What you need to know before your job interview
The ground rules
No one can deny that receiving the letter or call inviting you for a job interview produces excitement, but also stress. From worrying about your appearance to how to answer your questions and remember what did you write on your CV or application, the list of things to take into consideration might seem endless, so the first thing to do is to organise your thoughts and concerns about the meeting in itself. Here are some ground rules that you should apply to cover your basis and feel in control:
- Appearance: regardless of the vacancy you applied for, you are selling yourself and should dress accordingly. There is a huge misbelief about using suits or overdressing when in reality you must remember to be yourself. If you don't feel comfortable wearing business clothes, this will transpire in your body language and communicate a subtle and tangible message to your interviewer: "I am not comfortable, I don't fit in".

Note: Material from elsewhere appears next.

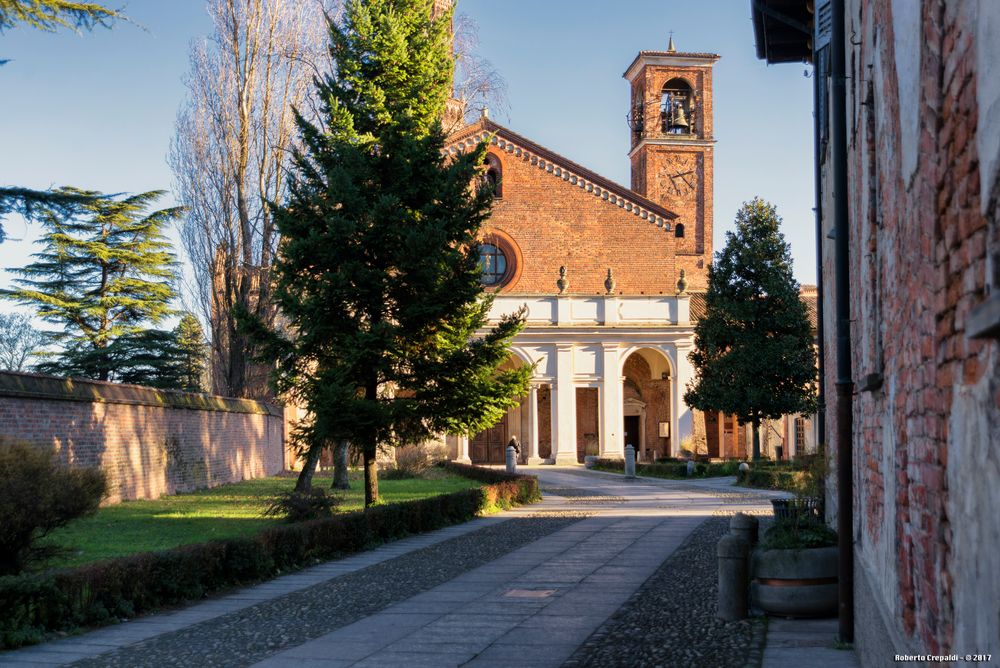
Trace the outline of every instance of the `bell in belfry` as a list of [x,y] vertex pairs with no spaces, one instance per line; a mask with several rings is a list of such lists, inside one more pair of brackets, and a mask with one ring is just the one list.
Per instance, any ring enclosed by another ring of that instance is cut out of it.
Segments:
[[684,114],[684,105],[680,102],[674,107],[674,122],[673,127],[677,128],[681,132],[688,131],[687,116]]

- Time keeping: whatever the time of your interview, make sure you are there at least ten minutes before. If you need to park your car, find a new bus route or become familiar with the area leave way ahead of time. If you are too early, don't announce it. Simply wait outside, buy a coffee or sit somewhere and use the spare time to prepare better.

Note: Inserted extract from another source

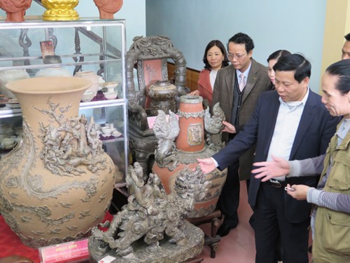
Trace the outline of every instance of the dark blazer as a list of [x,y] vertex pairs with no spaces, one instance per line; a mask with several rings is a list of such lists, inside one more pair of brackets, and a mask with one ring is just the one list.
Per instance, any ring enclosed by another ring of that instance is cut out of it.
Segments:
[[[232,65],[220,69],[216,76],[213,92],[211,106],[213,107],[219,102],[220,107],[225,112],[226,121],[228,122],[231,121],[235,76],[236,69]],[[252,59],[251,70],[248,75],[241,108],[238,114],[239,123],[238,126],[235,127],[237,133],[253,115],[260,93],[270,90],[270,85],[271,81],[267,74],[267,68]],[[223,138],[227,142],[228,140],[227,134],[224,134]],[[250,151],[239,159],[239,177],[241,180],[249,178],[254,152],[255,149],[252,147]]]
[[[223,169],[256,143],[255,161],[266,161],[274,130],[280,102],[276,90],[261,94],[252,118],[244,129],[228,144],[213,157]],[[302,160],[325,153],[334,135],[339,118],[332,117],[321,96],[309,90],[300,122],[292,147],[290,160]],[[317,184],[316,177],[286,178],[290,184]],[[254,207],[260,180],[251,176],[248,202]],[[286,215],[290,222],[302,222],[309,217],[311,204],[297,201],[284,194]]]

- Facts and figures: every employer appreciates candidates who can remember the names of the people who contacted them about the job. Whoever greets you will be able to tell you whether they've contacted you before but if not, make a mental note of their names.
- Research and observation: if you have the chance to go ahead of time to the place where you want to work, you will feel more familiar and the interview will be less stressful. Researching the company, even on-line for just five minutes will give you the chance to prepare your own questions to show you care about the job and the company.

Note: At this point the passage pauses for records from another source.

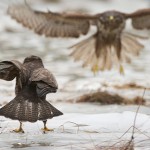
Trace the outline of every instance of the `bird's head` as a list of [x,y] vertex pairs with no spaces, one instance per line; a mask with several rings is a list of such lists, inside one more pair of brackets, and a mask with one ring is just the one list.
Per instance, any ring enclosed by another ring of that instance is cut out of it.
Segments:
[[101,25],[110,31],[125,25],[124,15],[118,11],[106,11],[100,15],[99,20]]

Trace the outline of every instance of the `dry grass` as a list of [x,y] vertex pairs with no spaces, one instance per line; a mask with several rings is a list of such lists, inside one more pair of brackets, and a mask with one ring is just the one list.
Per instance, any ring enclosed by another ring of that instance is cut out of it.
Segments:
[[[69,101],[71,102],[74,100],[69,100]],[[77,103],[79,103],[79,102],[98,102],[103,105],[107,105],[107,104],[125,104],[125,105],[141,104],[141,105],[145,105],[145,99],[142,99],[139,96],[137,96],[133,99],[128,99],[128,98],[119,96],[117,94],[112,95],[108,92],[99,92],[99,91],[84,94],[84,95],[76,98],[75,101]]]

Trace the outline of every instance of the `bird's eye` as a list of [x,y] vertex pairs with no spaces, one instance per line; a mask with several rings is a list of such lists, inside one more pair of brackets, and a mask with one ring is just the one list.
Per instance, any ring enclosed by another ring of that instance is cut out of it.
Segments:
[[116,17],[115,21],[119,23],[119,22],[122,22],[122,19],[120,17]]

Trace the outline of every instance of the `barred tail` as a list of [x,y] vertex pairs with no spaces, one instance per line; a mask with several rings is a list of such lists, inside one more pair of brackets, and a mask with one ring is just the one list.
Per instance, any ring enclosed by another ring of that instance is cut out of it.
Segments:
[[36,122],[46,120],[63,113],[57,110],[46,100],[12,100],[0,109],[0,115],[19,121]]

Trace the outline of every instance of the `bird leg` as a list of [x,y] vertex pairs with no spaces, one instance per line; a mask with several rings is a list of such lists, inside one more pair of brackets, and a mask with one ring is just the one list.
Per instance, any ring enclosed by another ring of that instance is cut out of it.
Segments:
[[98,71],[99,71],[98,59],[97,59],[96,63],[92,66],[91,70],[94,73],[94,75],[96,75],[98,73]]
[[19,133],[19,132],[24,133],[24,131],[23,131],[23,129],[22,129],[22,122],[20,122],[19,129],[15,129],[15,130],[13,130],[13,131],[16,132],[16,133]]
[[47,122],[47,120],[43,121],[43,123],[44,123],[44,128],[42,128],[42,130],[43,130],[44,132],[45,132],[45,131],[54,131],[53,129],[49,129],[49,128],[46,127],[46,122]]
[[124,75],[124,69],[122,65],[120,65],[119,72],[121,75]]

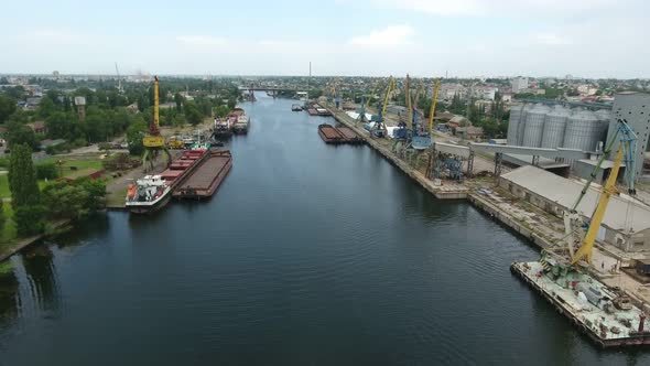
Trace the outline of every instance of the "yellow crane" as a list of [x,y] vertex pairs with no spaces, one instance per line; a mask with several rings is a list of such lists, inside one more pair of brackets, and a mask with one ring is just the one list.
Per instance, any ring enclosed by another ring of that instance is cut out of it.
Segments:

- Research and observation II: once you know you have landed an interview, take time to find out more about the company. Focus on: what the company stands for, the causes it supports, the corporate social responsibility statements and of course, the success or failure in its recent history.
- Research and observation III: if you have done your homework with the two bullet points above, you could probably predict some of the questions they might ask you. Political correctness dominates the arena of interviews and a good interviewer will be able to avoid the mine fields that could lead to misinterpretation or discrimination, however you need to be just as careful on providing clear and exact answers.
The mental workout
When you have been selected for an interview, the interviewer has read through your application, has picked points about your previous jobs, hobbies, education, skills, etc. You are going to be answering questions that are likely to be disguised as informal conversation or will be quite direct and scary. Either way, prepare mentally for the meeting and don't leave it until the last minute to think thoroughly about these points:
- Why have you applied for the job? if your only motivation is money, you might as well skip the interview altogether. You are going to be in this job a good portion of the time you are awake and when the salary is the only or most attractive aspect of the job you need to visualise yourself doing the job through a period of time of no less than one year to determine whether you would be satisfied and likely to actually feel that the effort is worth the money it pays. Remember that work dissatisfaction is like a silent killer and regardless of the salary there are dearer consequences to your health and your work-life balance.
- What do you expect to achieve in the job? did you read the point above? if you know that the job actually sounds interesting, think about where do you see yourself in the company in three years' time. It is amusing the amount of people who is unable to answer this question even though they are strongly motivated and enthusiastic about their interview and future working prospects.
- How do your talents, skills, education, previous experiences can help the company? You sent a CV or applied for a job and you have been pre-selected because whoever choose you, thinks you might be a match. You will need to answer this question to yourself before you can sell your great assets to your interviewer.